Supplying War: The Book That Rewired How We Think About Military History


In the annals of military logistics, few works have proven as enduring or as unsettling as Martin van Creveld’s Supplying War: Logistics from Wallenstein to Patton, first published in 1977 and still, nearly half a century later, the book that serious students of military history recommend first. Its central thesis was, at the time of publication, almost heretical: that strategy does not drive logistics, but logistics drives strategy. Armies do not go where their commanders wish them to go — they go where they can be fed, fueled, and resupplied.

Van Creveld marshals his evidence with forensic precision, moving from the campaigns of Marlborough and Frederick the Great through Napoleon’s catastrophic Russian venture and into the mechanized wars of the twentieth century. His analysis of Operation Barbarossa alone is worth the price of the book: the Wehrmacht’s logistical system, he demonstrates, was stretched to the point of collapse before a single Soviet counterattack was launched. The Germans were never going to take Moscow. The railheads wouldn’t allow it. It is a cold and clarifying read for anyone who has ever pushed cardboard counters across a hex map and wondered why the historical generals seemed to stop so inexplicably short of their objectives.

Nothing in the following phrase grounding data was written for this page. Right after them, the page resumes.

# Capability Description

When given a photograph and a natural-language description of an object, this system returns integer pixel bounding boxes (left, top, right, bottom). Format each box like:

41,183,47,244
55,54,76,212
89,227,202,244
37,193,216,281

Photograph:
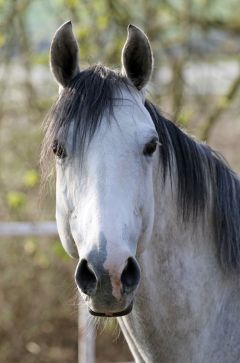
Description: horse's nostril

For the Empires Fall Media reader — whether your battlefield is a book, a wargame table, or a research desk — Supplying War is the missing lens through which every campaign becomes more legible. After van Creveld, you will never again take a wargame’s supply rules for granted, nor wonder why Rommel stalled at El Alamein. The fifth edition, updated with a new preface, remains in print from Cambridge University Press and deserves a permanent place beside your operational histories.